Der Verzehr von Speiseeis ist zur Wiedererlangung der Arbeitskraft nicht erforderlich

SozG Berlin, Gerichtsbescheid vom 21.10.2011, S 98 U 178/10

Das Leben bringt gewisse Eigenartigkeiten mit sich. Insoweit dürfte folgender Fall zu betrachten sein:

Ein freiwillig versicherter Unternehmensberater hatte hatte bei der Berufsgenossenschaft einen „Arbeitsunfall“ gemeldet und forderte entsprechende Leistungen aus der gesetzlichen Unfallversicherung, so insbesondere Heilbehandlung und Verletztengeld.
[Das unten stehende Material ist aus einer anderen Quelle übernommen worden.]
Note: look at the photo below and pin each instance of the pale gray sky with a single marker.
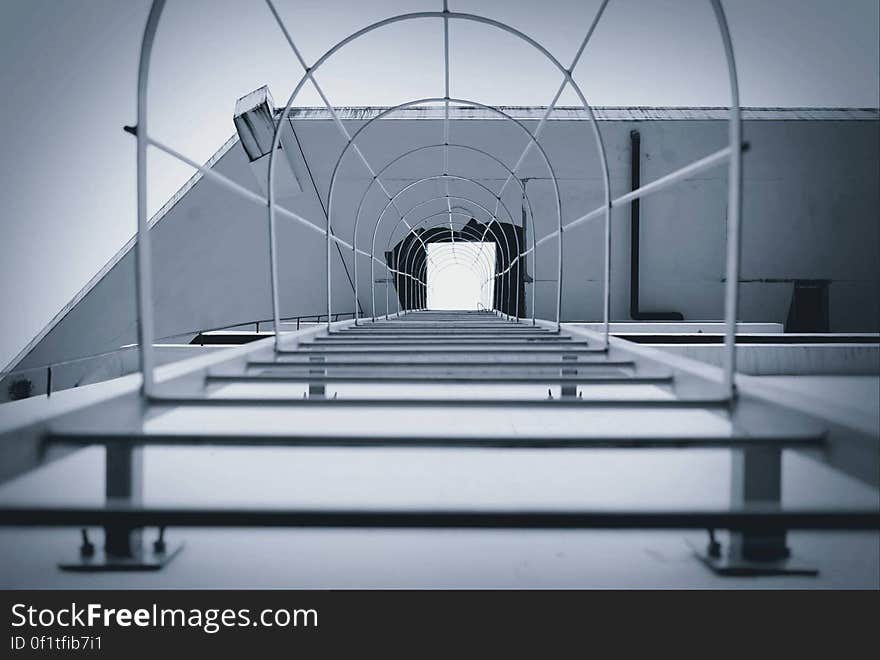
(68, 68)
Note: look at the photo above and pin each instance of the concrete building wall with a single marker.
(810, 212)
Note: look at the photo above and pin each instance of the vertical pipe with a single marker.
(635, 180)
(143, 252)
(731, 297)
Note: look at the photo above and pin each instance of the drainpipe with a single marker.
(635, 141)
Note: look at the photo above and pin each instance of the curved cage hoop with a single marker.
(731, 155)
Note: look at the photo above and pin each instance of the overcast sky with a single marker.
(68, 67)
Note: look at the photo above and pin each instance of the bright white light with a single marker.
(457, 275)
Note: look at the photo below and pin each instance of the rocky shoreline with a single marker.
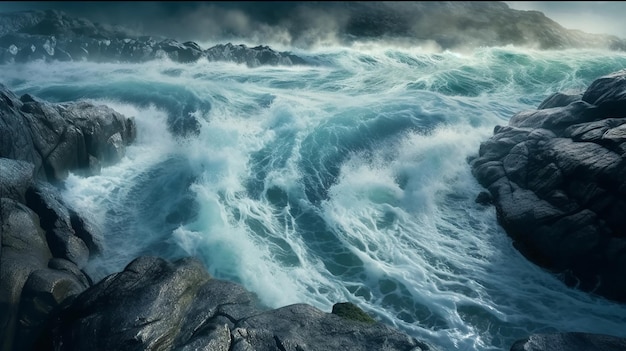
(49, 303)
(54, 36)
(556, 178)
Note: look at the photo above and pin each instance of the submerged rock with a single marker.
(59, 138)
(45, 244)
(570, 342)
(159, 305)
(55, 36)
(556, 177)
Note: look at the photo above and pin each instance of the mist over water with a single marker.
(345, 181)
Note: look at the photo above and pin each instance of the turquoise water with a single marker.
(343, 181)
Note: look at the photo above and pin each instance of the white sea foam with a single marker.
(343, 181)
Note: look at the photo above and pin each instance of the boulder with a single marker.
(556, 177)
(159, 305)
(61, 138)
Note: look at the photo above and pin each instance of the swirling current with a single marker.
(346, 180)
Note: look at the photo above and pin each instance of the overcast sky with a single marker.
(601, 17)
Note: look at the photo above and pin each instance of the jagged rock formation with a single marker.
(570, 342)
(556, 176)
(55, 36)
(56, 138)
(157, 305)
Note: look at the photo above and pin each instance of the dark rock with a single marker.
(23, 251)
(17, 177)
(154, 304)
(55, 36)
(352, 312)
(45, 200)
(484, 198)
(570, 342)
(62, 138)
(45, 290)
(252, 57)
(556, 177)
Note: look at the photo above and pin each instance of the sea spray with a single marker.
(343, 181)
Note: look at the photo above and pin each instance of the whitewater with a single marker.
(345, 180)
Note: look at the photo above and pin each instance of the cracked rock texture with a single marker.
(557, 177)
(160, 305)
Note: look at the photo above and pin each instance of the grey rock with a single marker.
(570, 342)
(556, 176)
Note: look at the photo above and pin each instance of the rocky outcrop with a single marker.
(556, 177)
(157, 305)
(58, 138)
(48, 303)
(55, 36)
(44, 244)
Er hatte sich auf dem Heimweg von einem beruflichen Termin während des Wartens auf die U-Bahn beim Eisessen verschluckt. Konkret hatte er beim Einfahren des Zuges in den Bahnhof das letzte Stück des sehr hart gefrorenen Eises hinuntergeschlungen, da der Verzehr im Waggon nicht gestattet ist. Nach seinen Angaben sei das Stück jedoch zu groß gewesen und in der Speiseröhre hängen geblieben. Dadurch habe er „dumpfe pulsierende Schmerzen“ erlitten. Gleichwohl stieg er in die Bahn an, suchte dann aber wegen andauernder Schmerzen das örtliche Klinikum auf. Dort wurde ein Herzinfarkt diagnostiziert. Aus Sicht des Unternehmensberaters besteht zwischen dem Eisverschlucken und dem Herzinfarkt ein Zusammenhang.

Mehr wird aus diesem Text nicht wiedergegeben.